# 12v sealed lead acid battery, recharge or replace?



## Tree (Nov 23, 2004)

Hi all, I have a 12v 4ah sealed lead acid battery for my home security system that needs to either be replaced or recharged. How complicated is recharging, and how can I tell if it would be safe to do so? Second question if I need to recharge it is how? I've never delt with these before.

The model of battery that is in there now is Casil CA1240.

Thanks in advance for replies. /ubbthreads/images/graemlins/smile.gif


----------



## Tree (Nov 23, 2004)

*Re: 12v sealed lead acid battery, recharge or repl*

Ok another question. Until I figure out what I am going to do can I just unplug it? Will it cause the alarm to go off?

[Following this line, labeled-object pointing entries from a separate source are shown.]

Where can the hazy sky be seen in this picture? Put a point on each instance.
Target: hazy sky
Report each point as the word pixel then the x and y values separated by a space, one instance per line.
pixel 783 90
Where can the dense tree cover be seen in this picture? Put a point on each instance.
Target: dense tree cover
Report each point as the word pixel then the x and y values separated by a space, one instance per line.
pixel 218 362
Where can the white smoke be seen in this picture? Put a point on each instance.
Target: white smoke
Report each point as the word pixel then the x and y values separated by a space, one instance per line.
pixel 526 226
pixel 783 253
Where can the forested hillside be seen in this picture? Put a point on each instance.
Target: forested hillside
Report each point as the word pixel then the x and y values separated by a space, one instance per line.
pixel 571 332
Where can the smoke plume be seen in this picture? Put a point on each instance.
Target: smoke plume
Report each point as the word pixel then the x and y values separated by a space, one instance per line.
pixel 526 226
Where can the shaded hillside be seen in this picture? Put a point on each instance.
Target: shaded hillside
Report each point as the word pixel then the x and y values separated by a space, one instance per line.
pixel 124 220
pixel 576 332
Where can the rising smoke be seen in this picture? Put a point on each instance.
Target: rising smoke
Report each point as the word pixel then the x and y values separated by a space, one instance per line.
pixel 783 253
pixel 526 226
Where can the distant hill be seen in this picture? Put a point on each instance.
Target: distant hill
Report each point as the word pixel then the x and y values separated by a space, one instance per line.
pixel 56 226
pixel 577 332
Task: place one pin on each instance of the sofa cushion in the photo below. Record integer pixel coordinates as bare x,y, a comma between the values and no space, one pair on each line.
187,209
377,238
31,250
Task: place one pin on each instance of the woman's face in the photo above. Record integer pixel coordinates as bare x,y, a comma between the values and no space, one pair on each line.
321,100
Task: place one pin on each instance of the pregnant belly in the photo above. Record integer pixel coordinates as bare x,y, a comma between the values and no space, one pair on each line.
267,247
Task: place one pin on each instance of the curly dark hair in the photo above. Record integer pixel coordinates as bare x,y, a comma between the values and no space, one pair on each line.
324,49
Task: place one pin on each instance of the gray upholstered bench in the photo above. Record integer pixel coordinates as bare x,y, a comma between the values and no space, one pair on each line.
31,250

Don't you love the fact that I am asking you guys (and girls) instead of trying to find the electrician that installed it. /ubbthreads/images/graemlins/blush.gif /ubbthreads/images/graemlins/grin.gif


----------



## Lynx_Arc (Nov 23, 2004)

*Re: 12v sealed lead acid battery, recharge or repl*

Most home security systems have a trickle charging circuit built in. If the battery came with it, it is most likely just worn out. How old is the battery?


----------



## Tree (Nov 23, 2004)

*Re: 12v sealed lead acid battery, recharge or repl*

4 1/2 yrs since it's been installed.


----------



## Lynx_Arc (Nov 23, 2004)

*Re: 12v sealed lead acid battery, recharge or repl*

sounds like it is just worn out. Most lead acid batteries on constant trickle charge seem to last around 5 years for what I have experienced. I am not entirely familiar with home alarm systems but my *guess* would be disconnecting the battery probably wouldn't set it off, perhaps you should try to consult the manufacturers website for information about replacing the battery first before attempting.

I had a friend whose parents had the alarm company come out to replace their battery at $40-50 and I saw one listed the same size/specification for about $14.00 at batterystation.com. I would also suggest checking home depot, lowes, etc for prices too. If you cannot find an exact replacement a slightly larger or smaller one of the same voltage should suffice with larger being longer runtime off of the battery etc.


----------



## RussH (Nov 23, 2004)

*Re: 12v sealed lead acid battery, recharge or repl*

Gell cell batteries on float charge do tend to last only about 5 years. Keeping them charged keeps the acid at it's strongest and the usual failure mode is for the plates to dissolve (positive plate, IIRC) in the acid. They don't last much longer (if any) on cyclic charge since they usually are left partly charged (often) and therefore sulfate. The other main failure mode is loss of water from overcharging - that can happen on float charge, also.

Your alarm is expecting you to have a back up battery and in fact has to have one to meet certain fire codes. It's not uncommon to loose your electricity when there is a fire, especially since the electrical system is often the cause. Most of them show some kind of signal when the battery isn't there. Mine for example has an LED that lights up (I don't recall exactly what it does). Anyway, I can tell when the power has been off OR if it is running on the backup battery OR if the battery is dead (run down, not necessarily DEAD). Obviously, your alarm won't work when your power is off (without the battery), including if your burglar disconnects your power (Hey, it happens!). 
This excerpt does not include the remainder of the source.